To determine whether the putative transmembrane sequences encoded by these plasmids promoted membrane localization of the ToxR-TM-MBP fusion proteins, E. coli strains containing these plasmids were cultured on M9-maltose medium. Consistent with previous results (38), E. coli strain MM39 containing pccVacA-wt was able to grow on M9-maltose medium, whereas MM39 with no plasmid was unable to grow on this medium (Fig. 3B, data not shown). As expected, E. coli containing pccVacA-295/326 was unable to grow on this medium. The failure of this strain to grow on M9-maltose medium is consistent with the failure of this VacA hydrophilic segment to mediate insertion of the TOXCAT fusion protein into the inner membrane of E. coli. Each of the plasmids containing mutant vacA sequences grew on M9-maltose medium, similar to E. coli containing the parental wild-type vacA plasmid (Fig. 3B). These results indicate that none of the single amino acid substitutions in the VacA hydrophobic region altered the capacity of this VacA segment to mediate insertion of the ToxR-TM-MBP fusion proteins into a membrane.

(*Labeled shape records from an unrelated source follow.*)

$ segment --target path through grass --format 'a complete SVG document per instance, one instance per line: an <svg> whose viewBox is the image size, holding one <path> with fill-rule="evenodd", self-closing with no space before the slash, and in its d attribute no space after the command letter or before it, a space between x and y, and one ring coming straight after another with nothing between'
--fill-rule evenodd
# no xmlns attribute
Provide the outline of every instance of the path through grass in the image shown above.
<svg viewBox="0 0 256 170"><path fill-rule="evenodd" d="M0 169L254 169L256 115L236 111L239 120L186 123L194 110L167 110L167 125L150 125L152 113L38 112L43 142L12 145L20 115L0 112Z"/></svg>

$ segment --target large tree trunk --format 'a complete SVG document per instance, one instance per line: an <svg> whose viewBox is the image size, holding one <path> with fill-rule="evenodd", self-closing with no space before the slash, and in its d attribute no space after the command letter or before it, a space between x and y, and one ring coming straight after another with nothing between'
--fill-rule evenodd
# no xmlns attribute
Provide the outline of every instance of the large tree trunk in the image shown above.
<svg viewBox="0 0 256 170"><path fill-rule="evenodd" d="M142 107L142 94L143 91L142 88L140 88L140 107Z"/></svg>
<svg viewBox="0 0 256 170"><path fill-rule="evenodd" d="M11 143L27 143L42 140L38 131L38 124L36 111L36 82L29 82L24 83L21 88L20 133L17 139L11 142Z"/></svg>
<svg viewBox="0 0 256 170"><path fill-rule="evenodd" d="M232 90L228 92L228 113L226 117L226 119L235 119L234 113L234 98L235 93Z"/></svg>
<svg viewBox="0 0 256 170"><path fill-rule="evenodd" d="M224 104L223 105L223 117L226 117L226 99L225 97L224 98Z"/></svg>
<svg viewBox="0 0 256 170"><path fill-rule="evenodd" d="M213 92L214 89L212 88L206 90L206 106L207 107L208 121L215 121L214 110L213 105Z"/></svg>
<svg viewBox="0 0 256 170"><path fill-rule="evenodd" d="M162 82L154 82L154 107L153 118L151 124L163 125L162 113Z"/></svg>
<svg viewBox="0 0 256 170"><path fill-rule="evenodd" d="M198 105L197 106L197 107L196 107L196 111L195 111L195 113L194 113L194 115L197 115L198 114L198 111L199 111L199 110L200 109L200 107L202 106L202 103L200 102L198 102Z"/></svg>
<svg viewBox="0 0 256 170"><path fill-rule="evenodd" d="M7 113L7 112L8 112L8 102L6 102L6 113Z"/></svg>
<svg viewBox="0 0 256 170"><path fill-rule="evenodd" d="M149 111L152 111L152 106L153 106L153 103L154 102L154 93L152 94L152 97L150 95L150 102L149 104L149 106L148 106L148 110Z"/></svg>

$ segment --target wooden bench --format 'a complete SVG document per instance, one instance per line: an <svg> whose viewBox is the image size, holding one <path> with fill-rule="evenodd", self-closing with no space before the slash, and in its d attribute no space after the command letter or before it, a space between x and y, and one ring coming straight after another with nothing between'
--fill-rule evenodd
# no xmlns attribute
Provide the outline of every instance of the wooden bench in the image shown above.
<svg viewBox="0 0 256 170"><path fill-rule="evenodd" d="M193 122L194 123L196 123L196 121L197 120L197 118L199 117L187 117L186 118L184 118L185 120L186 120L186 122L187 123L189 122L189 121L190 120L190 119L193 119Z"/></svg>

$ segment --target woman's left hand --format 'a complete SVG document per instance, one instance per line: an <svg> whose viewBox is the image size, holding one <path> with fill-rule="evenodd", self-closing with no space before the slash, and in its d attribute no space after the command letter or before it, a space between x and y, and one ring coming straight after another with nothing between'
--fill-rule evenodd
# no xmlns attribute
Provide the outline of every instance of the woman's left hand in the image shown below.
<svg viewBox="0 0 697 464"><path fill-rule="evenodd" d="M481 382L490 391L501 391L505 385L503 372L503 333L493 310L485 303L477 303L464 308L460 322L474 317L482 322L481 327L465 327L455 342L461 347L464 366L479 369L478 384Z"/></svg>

We next analyzed whether the mutant VacA segments were able to mediate dimerization of the TOXCAT fusion proteins. As reported previously (38), E. coli MM39 containing pccVacA-wt produced high levels of CAT, whereas E. coli MM39 containing no plasmid produced no CAT enzyme (Fig. 3C and data not shown). The control strain containing pccVacA-295/326 produced barely any detectable CAT. Compared with the E. coli MM39 containing pccVacA-wt, E. coli containing plasmids encoding P9A, G13A, and G22A mutations expressed similar high levels of CAT enzyme. In contrast, E. coli containing plasmids encoding G14A, G18A, or G26A mutations expressed significantly lower levels of CAT than did the strain containing pccVacA-wt. These results indicate that several glycine residues within the VacA hydrophobic region contribute to transmembrane protein dimerization and that the glycines located within the G14XXXG18 motif are particularly important for protein dimerization in this system.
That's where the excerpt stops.